Alos, dont l’œuvre attire l’attention de quelques critiques d’art, rejette un article écrit par Myriam Boutoulle pour Connaissance des arts en août 2010, le déclarant presque entièrement faux sur le contenu de ses précédentes expositions et sa biographie. Il justifie cela en joignant une mèche de cheveux, des médicaments, une carte sans nom et une médaille de bronze à sa lettre de retour. Étant donnée l’impossibilité de vérifier les sources et l’absence de consentement de l’artiste, l’article ne paraîtra jamais. Alos organise ensuite une exposition en 2013 à Varsovie, présentant des origamis approximatifs sur des présentoirs chics, mais ceux-ci ont été réalisés par un artiste sans-abri récupérant des vieux livres dans le Praga-Północ environnant.
Alos, concédant au Slovak Art Magazine être influencé par les surréalistes français, les artistes Dada et les pionniers du pop-art, privilégie le collaboratif et le participatif dans son travail. Lors d’une exposition au CCCB de Barcelone, il installe « Glory » une toile vierge était laissée à disposition pour que le public puisse y ajouter des traits de peinture, le tout séparé d’une planche percée d’un trou juste assez grand pour y laisser passer le bras, et ainsi peindre à l’aveugle.
En 2017, lors d’une exposition à Berlin, certains visiteurs ont connu un épisode hallucinatoire léger, qui aurait pu être causé par des prospectus recouverts de jus de Salvia divinorum, ou par le syndrome de Stendhal.
« Intérieurement : la solitude. Je suis ici. Sous la Terre, sous la mer, dans les entrailles de
M. A. qui fut notre création, destinée à utiliser mieux que nous notre temps gaspillé. »
Harlan Ellison, Je n’ai pas de bouche et il faut que je crie, 1967
Victoria, les veines de métal.
Victoria est née en 1992 à Haïti et y a passé les 18 premières années de sa vie.
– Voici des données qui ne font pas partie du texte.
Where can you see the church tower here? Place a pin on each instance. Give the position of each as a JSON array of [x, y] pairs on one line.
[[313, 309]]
Cette période de sa
vie est marquée par une curiosité intense envers l’univers des technologies, en particulier de
l’électronique grâce à son père André, gérant d’un magasin de réparation de matériel électronique,
tout en grandissant dans la communauté vaudou. Elle découvre alors l’informatique et internet, via
d’anciens ordinateurs de la boutique de son père ou dans des cybercafés, diffusant ainsi ses
premières œuvres en ligne. Victoria vouera une véritable obsession pour les technologies et la
culture artistique et poplulaire occidentale, qu’elle découvrira pleinement lors de son arrivée en
France, après avoir quitté Haïti suite au seisme meurtrier qui ravagea l’île.
A la recherche du court-circuit.
Elle transformera alors sa chambre en banlieue parisienne en atelier électro-artistique, véritable laboratoire d’expérimentation où elle s’evertuera à combiner ses obsessions : l’électronique, l’art … et le vaudou. Car dès lors, Victoria bascule vers une envie de renouer avec sa culture traditionnelle et d’affirmer ses origines Haïtienne, portées entre autre par ses héritages vaudous. En résultera une approche unique, une réflexion sur le choc entre les périodes, le face à face entre la tradition et le monde moderne, dont on imagine avec obstination l’incompatibilité.
La sainte icône électrique.
De ce parcours unique émergere le cœur du travail de Victoria : Elle élabore des plans hybrides
et fonctionnels,mélanges entre des circuits électriques et les représentations traditionnelles des
divinités vaudous, les Vévés. Elle fabrique alors le circuit imprimé correspondant au plan et l’utilise
pour concevoir des objets élecriques aussi bien absurdes qu’intriguants.